Kate didn’t mean to chase the girls, she just did.

As she came behind them, snapping more twigs in the trees, they moved as fast as they could along the path. Their panting was so loud she could hear it. The Spanish girl was whimpering.

She’d stop in a minute, she told herself. Just a minute longer to know what it was like to be on the other side.

‘Who is it?’ the Eastern European girl called out hopefully into the trees, but when Kate didn’t reply, she carried on trying to run.

Kate kept a few feet behind them, in the pitch dark, on the other side of the trees.

Every time her foot crushed something with a crack, the girls’ eyes flew back behind them. When they reached the top of the next path, they came to a fork. They backed into a tree at the side of the path, and looked left, then right.

Kate watched them as their faces turned towards her and caught a shaft of moonlight along the path.

They were terrified.

Finally the truth broke through to Kate from some place she had buried in her mind.

Is that what Hugo had looked like in his last moments: horrified. Eyes bulging, forehead sweating?

Is this what her parents had looked like as their car lay upturned in the river, the water rising?

Is this what the monster of fate had done to everyone she loved?

The truth would not leave her alone. As she watched the girls, she realized she had believed what she had wanted to believe, because it was all she could endure. That her parents had died instantly before the car sank in the ditch. That Hugo had fought those men to the end. Shouted at them. Charmed them. Been his big, brave, confident, ebullient self till the second when he had fallen fatally, at which point he had selflessly spent his last seconds thinking of her and Jack.

Now Kate looked at the fearful au pairs.

Was this the truth? The reality. Is this what these men did to people when they caught them? Left them frantic? Gasping? Desperate for help? Their dignity stripped away like animals, begging for life.

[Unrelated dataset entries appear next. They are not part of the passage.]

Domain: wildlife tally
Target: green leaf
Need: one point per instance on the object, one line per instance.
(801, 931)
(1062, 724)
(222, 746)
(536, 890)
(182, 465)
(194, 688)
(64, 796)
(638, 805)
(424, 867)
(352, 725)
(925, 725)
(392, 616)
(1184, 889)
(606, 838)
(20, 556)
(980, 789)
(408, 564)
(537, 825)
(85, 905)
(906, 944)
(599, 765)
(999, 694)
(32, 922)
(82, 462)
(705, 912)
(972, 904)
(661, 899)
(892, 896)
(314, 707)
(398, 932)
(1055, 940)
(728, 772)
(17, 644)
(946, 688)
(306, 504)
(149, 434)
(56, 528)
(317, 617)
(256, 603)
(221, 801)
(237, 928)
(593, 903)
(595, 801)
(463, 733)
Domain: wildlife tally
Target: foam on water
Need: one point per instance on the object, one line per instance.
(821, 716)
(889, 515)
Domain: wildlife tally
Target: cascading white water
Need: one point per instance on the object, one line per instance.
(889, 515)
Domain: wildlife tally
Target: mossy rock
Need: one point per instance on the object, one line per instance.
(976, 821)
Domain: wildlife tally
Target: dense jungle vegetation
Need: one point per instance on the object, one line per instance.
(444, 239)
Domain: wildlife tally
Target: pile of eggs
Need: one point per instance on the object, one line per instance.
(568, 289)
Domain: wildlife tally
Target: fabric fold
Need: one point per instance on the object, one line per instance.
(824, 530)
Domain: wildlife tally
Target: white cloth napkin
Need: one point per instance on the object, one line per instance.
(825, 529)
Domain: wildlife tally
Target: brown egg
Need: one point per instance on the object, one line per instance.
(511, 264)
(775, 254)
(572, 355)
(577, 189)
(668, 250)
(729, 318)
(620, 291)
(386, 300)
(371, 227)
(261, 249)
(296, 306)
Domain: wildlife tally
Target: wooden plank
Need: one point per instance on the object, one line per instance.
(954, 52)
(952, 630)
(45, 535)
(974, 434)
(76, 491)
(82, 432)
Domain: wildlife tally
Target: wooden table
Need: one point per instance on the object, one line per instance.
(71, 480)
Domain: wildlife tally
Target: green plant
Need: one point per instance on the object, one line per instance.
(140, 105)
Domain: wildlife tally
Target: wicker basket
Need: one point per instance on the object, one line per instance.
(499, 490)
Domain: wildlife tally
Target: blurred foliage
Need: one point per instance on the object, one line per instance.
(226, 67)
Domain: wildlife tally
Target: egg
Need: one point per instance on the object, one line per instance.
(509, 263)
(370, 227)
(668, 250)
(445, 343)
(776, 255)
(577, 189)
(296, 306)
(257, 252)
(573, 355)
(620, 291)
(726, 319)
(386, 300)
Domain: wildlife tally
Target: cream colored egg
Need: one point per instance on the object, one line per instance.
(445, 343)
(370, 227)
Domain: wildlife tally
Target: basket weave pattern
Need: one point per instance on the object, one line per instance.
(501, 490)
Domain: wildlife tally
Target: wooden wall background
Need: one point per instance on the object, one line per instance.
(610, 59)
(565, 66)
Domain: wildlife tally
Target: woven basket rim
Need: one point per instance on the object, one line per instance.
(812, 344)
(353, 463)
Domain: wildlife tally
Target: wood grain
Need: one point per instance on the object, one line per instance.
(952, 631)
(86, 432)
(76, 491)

The girls were both whimpering now. The Spanish au pair opened her bag, and scrabbled inside it.

And pulled out a mobile.

She was going to ring someone.

Alarmed, Kate tiptoed forwards till she came silently to a stop behind the tree where the girls now stood, their backs against the trunk, watching the path.

If the girl rang someone, this would be over in minutes.

‘Say him to ring the police,’ she heard the Polish girl whisper.

Seconds, even. The police would ring the rangers straight away. The rangers might do a head count and spot Jago.

Can you do it, Kate? Jago’s words came back to her. Have no morals? Even just for a few moments?

She smelt the girls’ cheap perfume turning sour as it mixed with the sweat of fear.

The Spanish girl began shakily to tap numbers into her phone.

Predators have no morals.

Tap, tap, tap . . . One, two, three numbers . . .

Kate knew then what she was going to do.

Just once she was going to know what it felt like to be those men.

She began to lift her arms slowly, like a ballerina.

Tap, tap, tap . . . Four, five, six . . .

Kate continued her port de bras, until her fingers reached around the side of the tree.

No morals.

Just for a few seconds.

Kate shut her eyes, forced herself to see all the people who had hurt her family . . .

And then as the Spanish girl went to tap in the seventh number, Kate reached around the tree, sank her fingers into both the girls’ hair and yanked their heads back tightly against the tree trunk.


Aaaa-ieeeeee!

Their screams sliced through the woods like lightning.

She held them there for three seconds, then let go, shocked.